On Tuesday at the Court of Appeal, Giollaíosa Ó Lideadha SC, for the appellant, said that there were three grounds of appeal in his submissions to the court.

Mr Ó Lideadha said that as two witnesses were unable to give evidence at the trial, trial judge Ms Justice Patricia Ryan should have given the jury a warning about evidence corroboration and a more strenuous warning to the jury about the delay in the case.

Counsel said his third ground of appeal was that his client’s ability to pursue a line of defence could have been reasonably damaged by the “missing evidence” of these two witnesses.

Mr Ó Lideadha said that the victim’s mother was deceased at the time of the trial and that her evidence could have shed light on whether or not there was a lock put on the victim’s bedroom door, which was denied by Walker.

Counsel also said that in the trial, it was remarked by the victim that on one occasion when she was in bed with her mother, Walker got into the bed and started abusing her.

Another unavailable witness was a teacher who, at the time of the trial, was suffering with dementia. Ms Kelly told the trial that the teacher witnessed her get sick when a programme on child safety, called Stay Safe, was delivered by the teacher to her sixth-class pupils.

Mr Ó Lideadha said that while a warning to the jury about the delay between the offending and the trial was given, it was not a “full-blooded” warning.

Counsel said that while the judge did deliver a delay warning over the missing witnesses, she had also added the comment that “you might think them irrelevant” to the jury. Mr Ó Lideadha said that this comment might have undermined the force of the judge’s warning about missing witnesses.

Counsel said that a corroborating evidence warning was not given to the jury, despite an application from the defence to do so.

A corroboration warning is a warning the judge gives the jury, which highlights the dangers of convicting a defendant on the basis of uncorroborated evidence.

Mr Ó Lideadha said that while none of the three grounds by themselves were “killer punches”, if taken together he submitted that they amounted to “real grounds for concern” regarding the fairness of the trial.


Monika Leech BL, for the State, said that there was “no evidence” before the trial that Ms Kelly told the teacher about the abuse.

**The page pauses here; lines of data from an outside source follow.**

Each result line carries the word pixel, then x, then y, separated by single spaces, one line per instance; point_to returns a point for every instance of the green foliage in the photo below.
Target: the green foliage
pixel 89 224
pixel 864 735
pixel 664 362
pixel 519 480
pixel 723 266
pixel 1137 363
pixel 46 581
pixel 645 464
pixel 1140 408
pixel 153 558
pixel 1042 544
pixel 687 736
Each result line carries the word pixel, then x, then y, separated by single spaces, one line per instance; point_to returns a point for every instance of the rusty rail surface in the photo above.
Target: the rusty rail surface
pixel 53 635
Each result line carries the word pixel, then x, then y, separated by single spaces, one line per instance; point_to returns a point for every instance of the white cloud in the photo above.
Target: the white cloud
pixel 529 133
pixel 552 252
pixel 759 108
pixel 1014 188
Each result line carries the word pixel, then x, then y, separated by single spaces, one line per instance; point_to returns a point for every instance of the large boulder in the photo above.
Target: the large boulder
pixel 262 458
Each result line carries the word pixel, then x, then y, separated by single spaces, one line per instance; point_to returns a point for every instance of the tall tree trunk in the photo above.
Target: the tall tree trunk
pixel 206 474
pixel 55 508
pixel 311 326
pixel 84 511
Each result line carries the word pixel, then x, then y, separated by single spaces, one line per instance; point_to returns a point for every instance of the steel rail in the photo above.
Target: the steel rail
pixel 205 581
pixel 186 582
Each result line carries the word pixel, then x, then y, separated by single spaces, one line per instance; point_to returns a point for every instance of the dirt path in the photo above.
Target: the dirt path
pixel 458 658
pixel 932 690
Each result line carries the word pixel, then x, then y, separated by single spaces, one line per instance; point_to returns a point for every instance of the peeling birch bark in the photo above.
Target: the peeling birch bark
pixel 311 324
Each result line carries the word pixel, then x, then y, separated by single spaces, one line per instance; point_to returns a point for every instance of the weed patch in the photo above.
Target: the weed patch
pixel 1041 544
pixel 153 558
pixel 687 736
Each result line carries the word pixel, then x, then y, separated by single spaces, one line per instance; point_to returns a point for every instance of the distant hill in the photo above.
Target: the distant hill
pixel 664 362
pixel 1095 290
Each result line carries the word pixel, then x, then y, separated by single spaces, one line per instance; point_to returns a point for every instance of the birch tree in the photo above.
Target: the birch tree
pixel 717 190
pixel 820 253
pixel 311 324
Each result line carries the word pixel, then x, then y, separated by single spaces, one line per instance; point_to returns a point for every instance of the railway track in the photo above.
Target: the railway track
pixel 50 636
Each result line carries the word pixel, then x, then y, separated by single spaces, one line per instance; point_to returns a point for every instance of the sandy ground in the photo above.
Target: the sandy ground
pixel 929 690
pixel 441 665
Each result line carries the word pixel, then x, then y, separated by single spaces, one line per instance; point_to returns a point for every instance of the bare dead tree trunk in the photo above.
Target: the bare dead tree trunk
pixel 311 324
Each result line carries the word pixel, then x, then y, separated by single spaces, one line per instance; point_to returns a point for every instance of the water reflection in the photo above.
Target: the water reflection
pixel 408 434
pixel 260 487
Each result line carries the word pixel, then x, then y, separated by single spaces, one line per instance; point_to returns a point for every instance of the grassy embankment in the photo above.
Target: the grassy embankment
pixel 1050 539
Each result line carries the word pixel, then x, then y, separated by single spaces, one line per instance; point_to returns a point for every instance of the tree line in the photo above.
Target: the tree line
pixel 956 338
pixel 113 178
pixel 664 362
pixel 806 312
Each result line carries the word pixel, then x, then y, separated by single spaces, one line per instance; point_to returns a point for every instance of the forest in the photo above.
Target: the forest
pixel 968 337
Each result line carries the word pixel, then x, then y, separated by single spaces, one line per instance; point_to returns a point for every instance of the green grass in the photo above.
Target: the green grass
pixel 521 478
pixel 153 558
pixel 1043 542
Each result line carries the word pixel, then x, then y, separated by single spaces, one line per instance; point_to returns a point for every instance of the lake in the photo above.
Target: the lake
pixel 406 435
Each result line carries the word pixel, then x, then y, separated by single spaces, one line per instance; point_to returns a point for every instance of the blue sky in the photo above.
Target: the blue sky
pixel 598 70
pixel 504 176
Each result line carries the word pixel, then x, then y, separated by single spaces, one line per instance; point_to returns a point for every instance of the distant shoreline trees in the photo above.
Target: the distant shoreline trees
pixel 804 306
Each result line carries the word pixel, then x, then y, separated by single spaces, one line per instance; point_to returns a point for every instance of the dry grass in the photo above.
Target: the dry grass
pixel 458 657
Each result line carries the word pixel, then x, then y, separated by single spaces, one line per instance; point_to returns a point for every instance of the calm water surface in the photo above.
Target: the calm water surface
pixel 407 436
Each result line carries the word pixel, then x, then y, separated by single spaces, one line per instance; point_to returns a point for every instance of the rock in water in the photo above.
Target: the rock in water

Ms Leech said that there also was nothing to say that the teacher’s evidence would be significant and that there was no evidence raised at trial about the relationship between Ms Kelly and the teacher.

Counsel said that “speculation” about what evidence the teacher might have had was not of any assistance.

Regarding Ms Kelly’s deceased mother, Counsel said that the victim could not bring herself to ever tell her mother about the abuse and no disclosures of any type were made by her to her mother.

Ms Leech said that the trial judge charged the jury as she did because “the evidence of Jennifer Kelly was very strong and compelling in the circumstances” and that the trial judge had urged the jury to use “common sense”.

Counsel said that in the trial there was only a “remark” about the lock on the bedroom door and that the abuse had also taken place at other locations in the house and in Walker’s car.

Ms Leech said that whether or not there was a lock on the bedroom door and the potential evidence of the two witnesses never formed a “significant” part of the prosecution’s case at trial and therefore were not enough for the conviction to be set aside.

Presiding judge Mr Justice George Birmingham said the court would reserve judgement in the case.